The Woods family has three older daughters, Anastasia, Amanda and Evelyn, who were not living at the family home at the time of the blast.

About 5:30 p.m. Monday, an estimated 400 to 500 people drove past the site as part of the effort to enlist Pennington and his show to build a new structure for the family, said Caughnan, who is an administrative clerk at Copeland Oaks, a retirement home in Sebring.

Willard works in the maintenance department at Copeland.
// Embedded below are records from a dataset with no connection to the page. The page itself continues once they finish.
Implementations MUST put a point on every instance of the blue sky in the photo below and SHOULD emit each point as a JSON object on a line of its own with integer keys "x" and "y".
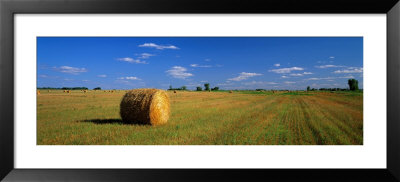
{"x": 226, "y": 62}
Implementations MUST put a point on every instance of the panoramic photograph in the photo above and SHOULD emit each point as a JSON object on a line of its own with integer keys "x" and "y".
{"x": 199, "y": 91}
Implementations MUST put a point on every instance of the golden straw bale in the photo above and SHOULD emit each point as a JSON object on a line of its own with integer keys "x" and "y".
{"x": 145, "y": 106}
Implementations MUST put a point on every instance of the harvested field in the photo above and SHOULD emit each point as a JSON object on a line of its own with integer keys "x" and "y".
{"x": 205, "y": 118}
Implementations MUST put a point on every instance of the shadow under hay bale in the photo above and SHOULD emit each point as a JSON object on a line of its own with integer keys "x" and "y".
{"x": 104, "y": 121}
{"x": 145, "y": 106}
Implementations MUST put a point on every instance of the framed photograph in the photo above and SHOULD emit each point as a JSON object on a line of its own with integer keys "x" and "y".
{"x": 128, "y": 90}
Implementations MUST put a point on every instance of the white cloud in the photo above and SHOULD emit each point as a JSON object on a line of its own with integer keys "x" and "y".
{"x": 330, "y": 78}
{"x": 327, "y": 78}
{"x": 244, "y": 76}
{"x": 70, "y": 70}
{"x": 145, "y": 55}
{"x": 286, "y": 70}
{"x": 328, "y": 66}
{"x": 259, "y": 83}
{"x": 160, "y": 47}
{"x": 131, "y": 60}
{"x": 350, "y": 70}
{"x": 179, "y": 72}
{"x": 289, "y": 82}
{"x": 348, "y": 76}
{"x": 129, "y": 78}
{"x": 200, "y": 66}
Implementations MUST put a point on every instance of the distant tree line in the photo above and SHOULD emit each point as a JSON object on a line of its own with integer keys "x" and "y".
{"x": 181, "y": 88}
{"x": 64, "y": 88}
{"x": 353, "y": 86}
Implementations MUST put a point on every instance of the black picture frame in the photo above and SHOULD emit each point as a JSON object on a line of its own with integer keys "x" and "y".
{"x": 8, "y": 8}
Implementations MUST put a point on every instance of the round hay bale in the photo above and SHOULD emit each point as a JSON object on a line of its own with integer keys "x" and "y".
{"x": 145, "y": 106}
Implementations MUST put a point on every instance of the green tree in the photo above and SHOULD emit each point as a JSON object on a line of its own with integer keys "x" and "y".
{"x": 207, "y": 86}
{"x": 215, "y": 88}
{"x": 353, "y": 84}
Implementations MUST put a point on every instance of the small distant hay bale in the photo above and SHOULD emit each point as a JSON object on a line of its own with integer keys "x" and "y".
{"x": 145, "y": 106}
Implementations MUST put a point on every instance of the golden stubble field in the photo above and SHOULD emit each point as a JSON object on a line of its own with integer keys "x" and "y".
{"x": 205, "y": 118}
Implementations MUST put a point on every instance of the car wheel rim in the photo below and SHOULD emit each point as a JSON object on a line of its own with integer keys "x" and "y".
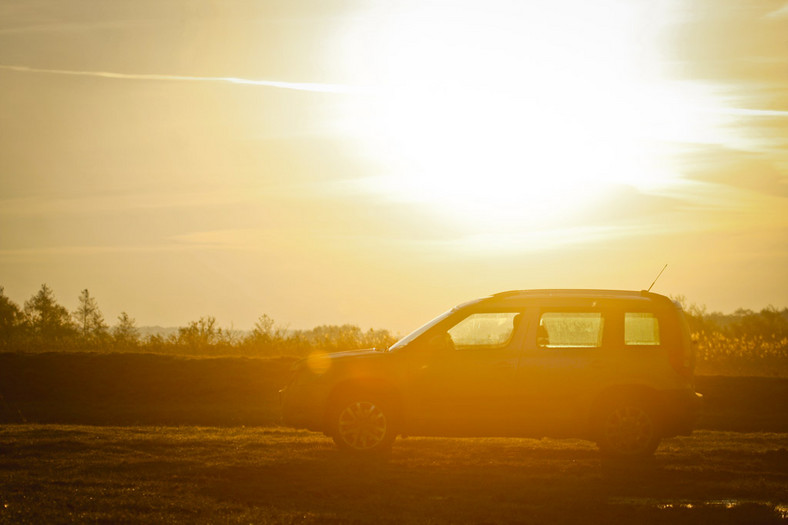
{"x": 362, "y": 425}
{"x": 629, "y": 430}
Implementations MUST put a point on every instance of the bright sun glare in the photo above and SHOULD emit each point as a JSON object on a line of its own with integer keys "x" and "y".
{"x": 517, "y": 111}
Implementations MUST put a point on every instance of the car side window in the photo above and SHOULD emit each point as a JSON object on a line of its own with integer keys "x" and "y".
{"x": 570, "y": 330}
{"x": 641, "y": 329}
{"x": 485, "y": 330}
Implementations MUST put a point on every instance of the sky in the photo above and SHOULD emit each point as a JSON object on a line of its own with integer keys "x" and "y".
{"x": 375, "y": 163}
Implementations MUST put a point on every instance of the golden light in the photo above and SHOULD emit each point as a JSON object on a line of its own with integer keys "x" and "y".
{"x": 517, "y": 112}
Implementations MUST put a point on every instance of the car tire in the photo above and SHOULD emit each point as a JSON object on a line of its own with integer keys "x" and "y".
{"x": 362, "y": 424}
{"x": 628, "y": 429}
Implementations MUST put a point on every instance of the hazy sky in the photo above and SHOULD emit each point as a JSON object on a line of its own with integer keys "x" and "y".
{"x": 354, "y": 162}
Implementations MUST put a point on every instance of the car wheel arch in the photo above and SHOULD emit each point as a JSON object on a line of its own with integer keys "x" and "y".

Megan works at the West Branch School District, where Jenessa is the junior class president.

Caughnan is working with three other Copeland workers: Susan Schoeni, a receptionist; Sharon Rouse, a bookkeeper; and Sheila Steer, a secretary; to get help for the family from the show.

Caughnan said she was talking with Schoeni about the idea, “and it just felt right.”

Anastasia, known as Anna, who also works at Copeland, came in and they discussed the idea.

Caughnan said they decided to run with it.

“We just wanted to do what we could do,” she said.

A resident of the retirement home helped with the videotaping of the people at the site of the blast, and at the West Branch Schools, to go with the application.

The show previously had received 15,000 signatures asking for help for another family.

The supporters of the Woods family are aiming for 20,000 signatures.

“I thought, ‘We can do that,’” Caughnan said.

Signatures are being collected in Sebring and Alliance, as well as in West Branch schools and by students at Mount Union College in Alliance.

The supporters, friends and co-workers of the family aren’t waiting for Pennington to do all the work.

There were three fundraisers — a buffet dinner, a bake sale and a dance for students — at the Sebring Fire Department last weekend. Copeland workers have collected $2,800.

There will be a spaghetti dinner at the West Branch High School from 3:30 to 6 p.m. Nov. 10, followed by a benefit auction by Kiko Auctioneers and Realtors at 6:30 p.m. The cost is $6 a person.

Donations can be made to the family at the Woods Donation Account, c/o Huntington Bank, 146 E. Ohio Ave., Sebring 44672.